At the closing of the congress, Madariaga expressed the shared feeling that the Civil War had symbolically ended in the German city. The Franco regime reacted with virulence to prevent that image of unity among exiles from taking political or symbolic form within the country. It immediately described the meeting as a subversive conspiracy, orchestrated by "reds and separatists", and unleashed a propaganda campaign that presented it as an "anti-Spanish conspiracy". The government sanctioned the Spanish participants with arrests, internal banishments such as forced shipment to the Canary Islands, withdrawal of passports and police surveillance.

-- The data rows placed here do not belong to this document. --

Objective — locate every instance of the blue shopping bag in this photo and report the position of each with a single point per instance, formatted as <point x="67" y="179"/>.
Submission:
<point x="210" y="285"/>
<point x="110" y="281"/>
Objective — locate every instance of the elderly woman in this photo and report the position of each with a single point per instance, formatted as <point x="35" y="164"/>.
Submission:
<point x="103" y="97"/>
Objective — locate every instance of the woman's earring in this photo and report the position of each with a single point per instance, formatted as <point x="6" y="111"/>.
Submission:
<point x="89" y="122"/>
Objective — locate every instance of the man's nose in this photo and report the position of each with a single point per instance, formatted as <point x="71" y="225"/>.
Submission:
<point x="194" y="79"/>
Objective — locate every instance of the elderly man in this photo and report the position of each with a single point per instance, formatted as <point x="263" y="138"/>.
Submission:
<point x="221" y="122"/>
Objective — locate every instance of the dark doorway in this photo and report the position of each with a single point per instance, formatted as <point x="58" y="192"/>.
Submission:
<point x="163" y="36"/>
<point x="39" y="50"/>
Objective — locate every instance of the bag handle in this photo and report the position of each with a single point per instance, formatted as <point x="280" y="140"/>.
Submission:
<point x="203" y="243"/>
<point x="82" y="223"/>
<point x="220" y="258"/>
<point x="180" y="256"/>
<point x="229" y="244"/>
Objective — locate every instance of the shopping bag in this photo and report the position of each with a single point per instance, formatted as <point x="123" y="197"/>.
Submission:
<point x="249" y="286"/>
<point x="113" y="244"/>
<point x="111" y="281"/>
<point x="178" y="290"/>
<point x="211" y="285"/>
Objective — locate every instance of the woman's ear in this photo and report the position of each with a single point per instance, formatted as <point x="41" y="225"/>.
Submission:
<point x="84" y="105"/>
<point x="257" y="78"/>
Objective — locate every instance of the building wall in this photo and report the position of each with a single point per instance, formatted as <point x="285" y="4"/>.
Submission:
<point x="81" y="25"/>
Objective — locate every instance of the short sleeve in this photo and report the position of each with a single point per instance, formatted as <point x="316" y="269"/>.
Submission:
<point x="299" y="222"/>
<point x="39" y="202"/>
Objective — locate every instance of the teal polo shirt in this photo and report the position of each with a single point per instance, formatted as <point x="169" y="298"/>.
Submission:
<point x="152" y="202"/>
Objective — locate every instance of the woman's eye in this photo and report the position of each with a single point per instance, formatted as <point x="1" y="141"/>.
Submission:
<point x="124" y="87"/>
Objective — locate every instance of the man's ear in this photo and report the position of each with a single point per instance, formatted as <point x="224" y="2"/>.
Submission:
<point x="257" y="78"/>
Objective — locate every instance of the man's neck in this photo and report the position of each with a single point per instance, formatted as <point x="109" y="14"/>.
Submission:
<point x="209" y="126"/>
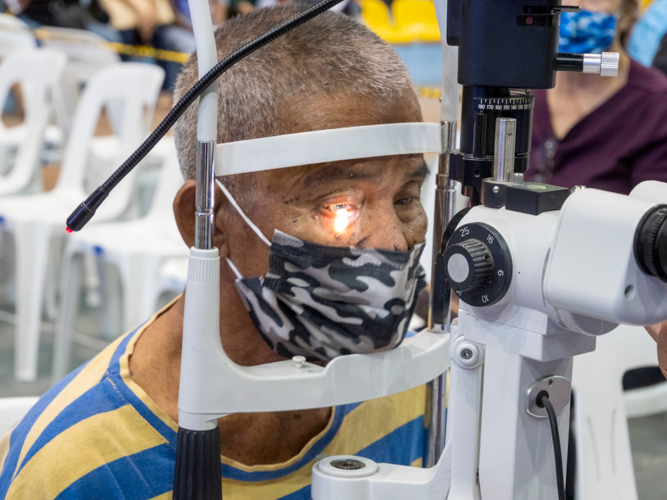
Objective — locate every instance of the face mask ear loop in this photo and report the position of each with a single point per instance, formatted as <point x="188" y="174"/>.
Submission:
<point x="243" y="216"/>
<point x="231" y="265"/>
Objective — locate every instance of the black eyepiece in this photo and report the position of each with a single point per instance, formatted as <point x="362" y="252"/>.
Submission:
<point x="651" y="242"/>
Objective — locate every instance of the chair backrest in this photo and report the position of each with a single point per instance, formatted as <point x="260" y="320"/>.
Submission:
<point x="134" y="87"/>
<point x="87" y="53"/>
<point x="37" y="71"/>
<point x="14" y="35"/>
<point x="604" y="458"/>
<point x="416" y="20"/>
<point x="12" y="410"/>
<point x="161" y="213"/>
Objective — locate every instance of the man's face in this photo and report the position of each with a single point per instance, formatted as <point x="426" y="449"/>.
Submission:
<point x="366" y="203"/>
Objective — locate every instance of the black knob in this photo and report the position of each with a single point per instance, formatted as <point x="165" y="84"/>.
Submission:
<point x="468" y="265"/>
<point x="651" y="243"/>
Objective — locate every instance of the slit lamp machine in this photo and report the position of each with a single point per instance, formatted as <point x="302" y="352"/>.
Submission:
<point x="539" y="271"/>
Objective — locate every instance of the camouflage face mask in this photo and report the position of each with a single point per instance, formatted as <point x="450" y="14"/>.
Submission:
<point x="321" y="302"/>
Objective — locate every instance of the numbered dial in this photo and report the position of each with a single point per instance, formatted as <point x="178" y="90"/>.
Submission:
<point x="469" y="265"/>
<point x="478" y="264"/>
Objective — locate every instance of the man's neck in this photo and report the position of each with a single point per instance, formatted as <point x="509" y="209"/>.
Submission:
<point x="249" y="438"/>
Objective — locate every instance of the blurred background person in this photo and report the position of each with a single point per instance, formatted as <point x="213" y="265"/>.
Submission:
<point x="78" y="14"/>
<point x="605" y="133"/>
<point x="648" y="33"/>
<point x="151" y="23"/>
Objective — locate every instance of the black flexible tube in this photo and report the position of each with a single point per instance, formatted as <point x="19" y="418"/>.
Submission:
<point x="84" y="212"/>
<point x="558" y="454"/>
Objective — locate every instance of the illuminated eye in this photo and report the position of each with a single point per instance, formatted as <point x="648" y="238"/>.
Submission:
<point x="343" y="215"/>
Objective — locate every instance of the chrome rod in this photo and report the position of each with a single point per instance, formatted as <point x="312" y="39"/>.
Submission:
<point x="205" y="195"/>
<point x="503" y="158"/>
<point x="439" y="299"/>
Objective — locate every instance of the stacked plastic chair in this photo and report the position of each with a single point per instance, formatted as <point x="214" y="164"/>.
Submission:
<point x="38" y="73"/>
<point x="37" y="222"/>
<point x="604" y="457"/>
<point x="14" y="35"/>
<point x="87" y="53"/>
<point x="138" y="249"/>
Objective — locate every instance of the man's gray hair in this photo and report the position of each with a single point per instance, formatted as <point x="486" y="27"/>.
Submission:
<point x="331" y="55"/>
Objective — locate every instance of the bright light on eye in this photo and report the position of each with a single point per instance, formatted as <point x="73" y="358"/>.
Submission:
<point x="342" y="218"/>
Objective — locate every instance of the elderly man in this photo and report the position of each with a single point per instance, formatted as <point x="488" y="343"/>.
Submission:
<point x="109" y="429"/>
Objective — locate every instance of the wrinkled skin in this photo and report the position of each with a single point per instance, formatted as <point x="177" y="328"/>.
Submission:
<point x="659" y="334"/>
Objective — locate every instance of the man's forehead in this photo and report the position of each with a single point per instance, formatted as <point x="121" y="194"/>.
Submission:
<point x="376" y="170"/>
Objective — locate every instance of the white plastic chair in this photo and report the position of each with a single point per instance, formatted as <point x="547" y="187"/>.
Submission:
<point x="38" y="221"/>
<point x="12" y="410"/>
<point x="87" y="53"/>
<point x="604" y="457"/>
<point x="37" y="72"/>
<point x="14" y="35"/>
<point x="137" y="248"/>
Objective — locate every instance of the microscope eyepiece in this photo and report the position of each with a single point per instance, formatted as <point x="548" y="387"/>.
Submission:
<point x="651" y="243"/>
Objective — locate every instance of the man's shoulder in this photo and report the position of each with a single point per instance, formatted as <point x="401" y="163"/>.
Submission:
<point x="82" y="432"/>
<point x="389" y="429"/>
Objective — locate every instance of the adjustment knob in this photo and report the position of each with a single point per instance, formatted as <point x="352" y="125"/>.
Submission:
<point x="468" y="265"/>
<point x="651" y="243"/>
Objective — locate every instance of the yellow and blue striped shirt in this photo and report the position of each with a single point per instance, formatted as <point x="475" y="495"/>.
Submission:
<point x="97" y="435"/>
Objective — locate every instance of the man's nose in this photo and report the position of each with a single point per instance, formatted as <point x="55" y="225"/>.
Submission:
<point x="384" y="231"/>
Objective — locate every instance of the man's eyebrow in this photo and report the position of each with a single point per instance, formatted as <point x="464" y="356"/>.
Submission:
<point x="422" y="172"/>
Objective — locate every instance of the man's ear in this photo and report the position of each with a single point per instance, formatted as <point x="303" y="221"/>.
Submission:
<point x="184" y="212"/>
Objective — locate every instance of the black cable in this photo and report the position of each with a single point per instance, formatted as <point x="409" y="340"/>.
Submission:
<point x="86" y="210"/>
<point x="543" y="399"/>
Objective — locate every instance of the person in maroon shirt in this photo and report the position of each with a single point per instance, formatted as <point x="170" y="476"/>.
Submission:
<point x="598" y="132"/>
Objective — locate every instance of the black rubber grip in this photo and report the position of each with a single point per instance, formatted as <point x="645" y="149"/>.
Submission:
<point x="198" y="474"/>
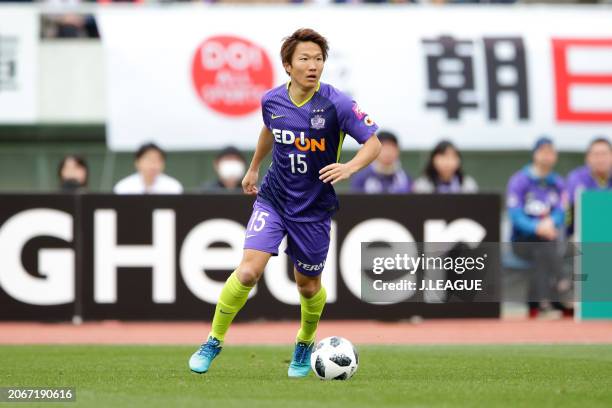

However, Munich promoted a culture of consensus and reconciliation that was later recovered and redefined during the Spanish Transition, promoting political movements to bring together socialists and monarchists in exile.
A lesson for today
Although it did not constitute a mass mobilizing force nor did it have formal Structures , the third Spain left its mark in several dimensions.
On the one hand, it provided an alternative ethical framework to the exclusionary confrontation of war and postulated the necessary coexistence of Spaniards. As the writer Josep Pla sardonically commented, you cannot cut a cheese in half and have one part of it be a ball and the other a gruyer. On the other hand, by making reconciliation an imperative after the fratricide, he prepared the ground for political reform. It thus incubated the consensus pacts that would crystallize in the 1978 Constitution.
Today, when societies are once again experiencing extreme forms of antagonism, the experience of the "third Spain" invites us to reconsider the viability of a political space based on dialogue and mutual recognition of previously irreconcilable positions. This heterogeneous group was united precisely in the rejection of the sad fatalism of the "two Spains". Although it never translated into a political project , its cultural bequest provided a core topic blueprint for plural coexistence at the dawn of democratic Spain.